Le DP (24,2 pour cent) perd un point de pourcentage et un siège. La ministre Corinne Cahen passe de la cinquième à la deuxième position tandis que les vieilles dames libérales Lydie Polfer et Simone Beissel se maintiennent, elles, à la troisième, respectivement à la quatrième place. Si les trois membres libéraux du gouvernement issus du Centre retrouvent leur fauteuil ministériel, les députés sortants Frank Colabianchi, Claude Lamberty et Joëlle Elvinger pourront continuer à siéger au Marché aux Herbes. L’échevin Patrick Goldschmidt et la conseillère d’État Héloïse Bock, travaillant tous les deux dans la finance, l’un comme gérant d’une fiduciaire, l’autre comme avocate, se classent neuvième et dixième sur la liste. Ce qui donne un indicateur de la déconnexion entre élites politiques et élites économiques.

Déi Gréng (16,2 pour cent) gagnent plus de cinq points de pourcentage. François Bausch, l’idéologue en chef du parti, passe de 11 598 à 19 889 voix. Les conseillers communaux de la Ville (tous les deux des anciens de RTL-Radio) Sam Tanson et François Benoy réussissent à doubler leurs scores ; tandis que Charles Margue, catho de gauche, intellectuel organique de RTL et fils du député ultra-conservateur Georges Margue, réussit son entrée au Parlement.

Le LSAP (11,7 pour cent) continue sa chute – apparemment sans fin – et perd trois points de pourcentage. Dans les communes de Hesperange et de Bertrange, les socialistes passent même en-dessous des dix pour cent. Le toujours hilare Marc Angel finit deuxième. Le député Franz Fayot, qui avait tenté de se démarquer en critiquant certaines excroissances de la place financière, améliore son score personnel (passant de 8 468 à 9 347 voix), mais cela n’aura pas suffi pour se faire réélire.

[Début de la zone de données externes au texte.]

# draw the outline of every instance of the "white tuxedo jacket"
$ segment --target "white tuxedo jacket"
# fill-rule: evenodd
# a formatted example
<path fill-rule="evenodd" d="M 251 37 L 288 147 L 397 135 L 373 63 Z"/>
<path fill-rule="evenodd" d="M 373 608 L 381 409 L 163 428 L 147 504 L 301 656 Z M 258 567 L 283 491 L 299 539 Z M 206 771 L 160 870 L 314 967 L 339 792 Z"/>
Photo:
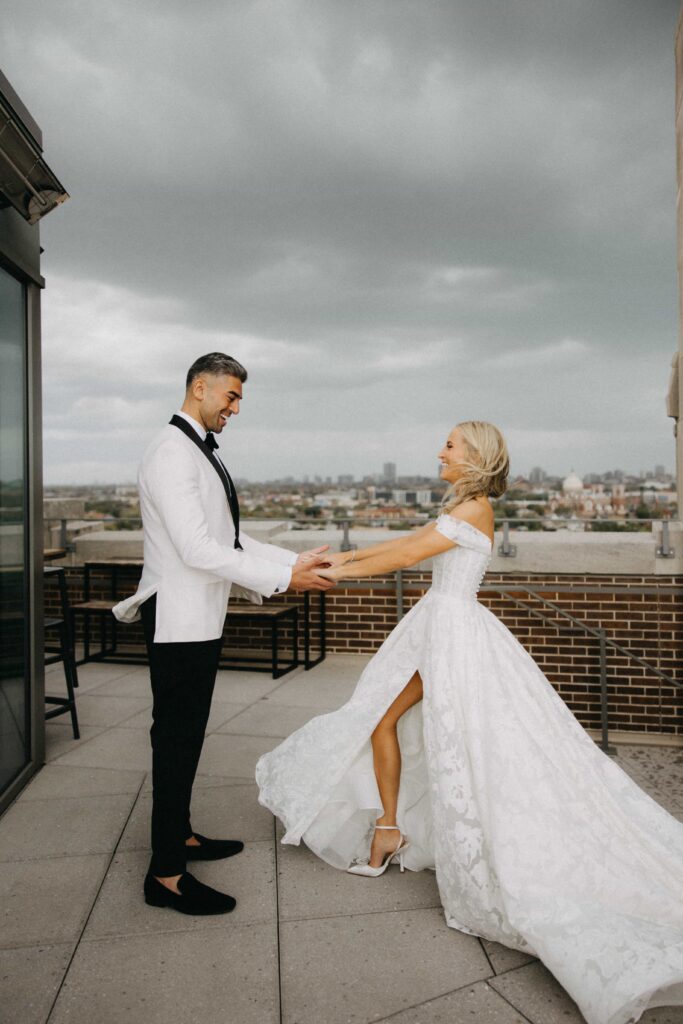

La secrétaire d’État et prosélyte du « nation branding », Francine Closener, gagne mille voix et se classe quatrième.

L’ADR (6,8 pour cent) gagne deux points de pourcentage. Le député-avocat Roy Reding (qui est passé de 5 622 à 6 319 voix) garde donc son siège au Parlement sans que son confrère Alex Penning n’ait réussi à l’y rejoindre.

Déi Lénk (5,7 pour cent) avance d’un point de pourcentage. L’écart entre les résultats dans le Sud ouvrier et le Centre huppé n’est plus que très marginal (0,24 point de pourcentage) pour ce parti de l’extrême gauche ; il était encore du simple au double en 1999. Le député David Wagner fait plus que doubler son score et passe à 8 988 voix. La deuxième placée, Nathalie Oberweis, permanente du Comité pour une paix juste au Proche-Orient (et fille de l’ancien député CSV Marcel Oberweis), devrait le remplacer en 2020, suivant le principe de rotation.

La Piratepartei (5,1 pour cent) fait une percée spectaculaire. Dans la circonscription du Centre, la raison d’être du parti se réduisait à faire tourner la machine électorale pour Sven Clement, son fondateur. Mission accomplie.